Until recently, the elevated rates of HCV infection among individuals born between 1945 and 1965 had been attributed to high-risk behaviors such as injection drug use, high-risk sex, unsafe tattooing and, particularly among those who served in the military, travel to areas with high endemic rates of HCV. Those explanations have contributed to a stigma in connection to hepatitis C that a study published in The Lancet Infectious Diseases said is unwarranted. The study determined through phylogenetic analysis that the HCV epidemic likely began with battlefield blood transfusions during World War II and spread through the use of glass and metal syringes in hospitals through the 1950s.3

The Lancet study brings the importance of screening in military recruits and servicemembers full circle. HCV’s spread among individuals now in their late 50s to early 70s might have started on the battlefields of Europe and Asia, but, for the young men and women fighting today, Stahlman and her colleagues noted it remains “an important public health concern, because emergency battlefield blood supply and operation capabilities may be compromised.”


1Stahlman S, Williams VF, Hunt DJ, Kwon PO. Viral hepatitis C, active component, U.S. military service members and beneficiaries, 2008-2016. MSMR. 2017 May;24(5):12-17.

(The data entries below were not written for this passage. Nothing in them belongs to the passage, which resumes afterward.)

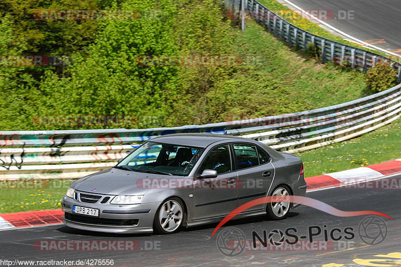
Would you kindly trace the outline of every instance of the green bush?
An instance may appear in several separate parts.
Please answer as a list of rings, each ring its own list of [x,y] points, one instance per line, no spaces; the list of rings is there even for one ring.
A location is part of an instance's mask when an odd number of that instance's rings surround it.
[[[374,92],[381,92],[397,85],[397,70],[389,62],[380,62],[369,69],[365,76],[367,88]]]

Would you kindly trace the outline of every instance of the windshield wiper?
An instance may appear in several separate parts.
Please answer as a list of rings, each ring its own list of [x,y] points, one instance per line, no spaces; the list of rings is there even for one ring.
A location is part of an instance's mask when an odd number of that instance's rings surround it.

2Joy JB, McCloskey RM, Nguyen T, Liang RH, Khudyakov Y, Olmstead A, Krajden M,Ward JW, Harrigan PR, Montaner JSG, Poon AFY. The spread of hepatitis C virus genotype 1a in North America: a retrospective phylogenetic study. Lancet Infect Dis. 2016 Jun;16(6):698-702.

3Manjelievskaia J, Brown D, Shriver CD, Zhu K. CDC Screening Recommendation for Baby Boomers and Hepatitis C Virus Testing in the US Military Health System. Public Health Rep. 2017 Sep/Oct;132(5):579-584. doi: 10.1177/0033354917719446.Epub 2017 Aug 2.